たどり着いたその家
「・・・ここがそうね・・・」
康太たちは度重なる情報収集の末その家にたどり着いていた。
「ようやく見つけたな天野家。ここがそうなのか確証ないけど」
「たぶんあってるわ。ここ数日この家の子を見てないって言ってたし・・・問題なのは・・・」
「・・・この家の人が生きてるかどうか・・・か・・・」
康太と文は探していたみかの家と思われる天野という表札の掲げられた一軒家にたどり着いていた。
欠落が激しい文の描いた絵のそれと大まかではあるが一致している。周囲の人間の証言から鑑みてもおそらく間違いないだろうと文は確信していた。
今問題なのはこの家の人間が生きているかどうかという話だ。周囲の人間の意見を参考にしているために正直生死不明に近い状態である。
康太と文は互いに視線を合わせて同時に索敵の魔術を発動する。建物の中の状態を確認することで中に人がいるかどうかを確認しようとしたのだ。
生きていたとしても死んでいたとしても、人の有無を把握する第一歩としては索敵は間違ってはいないだろう。
いきなり鍵開けの魔術で中に侵入して遭遇するよりは精神衛生上まだよいと思ったのだ。死体を見たとしても、生きていた家族にばったり会ったとしても。
康太と文が索敵を初めて数十秒、家の隅々までしっかりと索敵を終えた二人だが、その表情は芳しくない。
結果から言えば家の中には誰もいなかったのだ。日曜日ももうすぐ夕方になろうというころ、日が傾きそろそろ帰宅している時間でもおかしくないというのにこの家の中には誰もいない。
康太と文はこの状況を説明できる条件を考え始めていた。
「どう思う?」
「いくつか可能性があるな。そっちも考え付いてるだろ?」
康太も文もある程度想定はできていた。最悪の想定からまだましだと思えるようなものまで多種多様である。

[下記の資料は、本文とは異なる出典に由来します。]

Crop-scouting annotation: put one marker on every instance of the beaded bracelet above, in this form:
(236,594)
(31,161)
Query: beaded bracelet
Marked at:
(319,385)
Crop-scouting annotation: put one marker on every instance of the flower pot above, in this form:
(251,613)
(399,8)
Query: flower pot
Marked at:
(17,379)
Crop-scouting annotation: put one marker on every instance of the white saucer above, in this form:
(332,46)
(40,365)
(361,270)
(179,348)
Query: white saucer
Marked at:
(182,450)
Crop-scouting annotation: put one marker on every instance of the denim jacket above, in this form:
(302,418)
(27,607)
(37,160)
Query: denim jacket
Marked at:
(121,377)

この後どうするかを決めるためにも互いに意見を交換しておいて損はないだろう。
「じゃあ一つずつ言ってきましょうか・・・二人はすでに死んでいてどこか別の場所に遺棄されている」
「可能性としてはあり得るけど、それならさっきの時点でみかだけじゃなくてその家族も最近見ないってことにならないか?二人は生きていてみかを探しに行っているとか」
「娘がいなくなっているっていうことに気が付いているのに警察を呼ばないのは不自然ね。二人は生きていて、日常生活に支障がない程度の暗示をかけられている・・・例えば娘はどこかに留学してるとかいって家にいないのが当たり前の状況を作り出しているとか」
「一番あり得そうなパターンだな・・・家にいなくても不自然じゃない、なおかつ日常生活も送れる。両親にそういう暗示をかけてちょっと書類をごまかせばうまくだませる・・・じゃあ今二人がいないのはただ出かけてるか、仕事中かってところか」
「そのどちらなのかはちょっとわからないわね・・・とりあえずもう少し待ってみましょ。それで帰ってこなかったら・・・」
日曜日でも仕事があるような職種は往々にしてあるものだ。人を相手にするような仕事もそうだがインフラ関係の仕事も基本的に曜日というものは関係なくなってくる。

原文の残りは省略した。